Vliegtuigen moeten binnen drie jaar verplicht deels vliegen op duurzame brandstoffen. Minister Cora van Nieuwenhuizen (Infrastructuur) neemt het voortouw om dat in Europees verband te regelen, als dat niet lukt komt er in 2023 een nationale bijmengverplichting. Luchtvaartmaatschappijen kunnen dan op Nederlandse luchthavens alleen nog maar kerosine tanken waar biologische of synthetische brandstof aan is toegevoegd.
Schonere luchtvaart
"Met duurzame vliegtuigbrandstof kunnen we grote stappen voor een schonere luchtvaart zetten", zegt Van Nieuwenhuizen. Dat is volgens haar nodig om op korte tijd de uitstoot van onder meer broeikasgassen terug te dringen. Ook rekent de minister erop dat verplichte bijmenging de ontwikkeling van duurzame luchtvaartbrandstoffen een impuls geeft.
Nederland werkt volgens Van Nieuwenhuizen al hard aan de ontwikkeling van alternatieven voor fossiele brandstoffen voor de luchtvaart. In Delfzijl wordt de eerste Europese fabriek voor duurzame biokerosine gebouwd en Schiphol werkt met andere marktpartijen aan een demonstratiefabriek voor de productie van synthetische kerosine. Mogelijk gaat het kabinet dit financieel ondersteunen.
Keerzijde
"Biokerosine gaat de luchtvaart niet op een duurzaam spoor zetten. Het gevaar is levensgroot dat een toenemend gebruik van biokerosine er op den duur voor zorgt dat voedsel zoals palmolie of sojaolie in de vliegtuigtank belandt", aldus Milieudefensie in een reactie. "Het kan leiden tot nog meer klimaatschade en ontbossing. Daarom moet voedsel in de tank van onze auto's, vliegtuigen en schepen verboden worden."

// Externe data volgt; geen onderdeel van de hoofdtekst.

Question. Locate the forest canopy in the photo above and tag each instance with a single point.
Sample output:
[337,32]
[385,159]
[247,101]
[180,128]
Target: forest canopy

Ook milieuorganisatie Greenpeace is niet onder de indruk. "Als we realistisch zijn, zien we dat dit geen zoden aan de dijk zet", aldus campagneleider Dewi Zloch. "Er zijn alleen al in Nederland honderdduizenden vluchten per jaar, en zoveel duurzame biobrandstof is er niet." Minder vliegen is volgens Greenpeace een veel betere oplossing om de CO2-uitstoot te verlagen.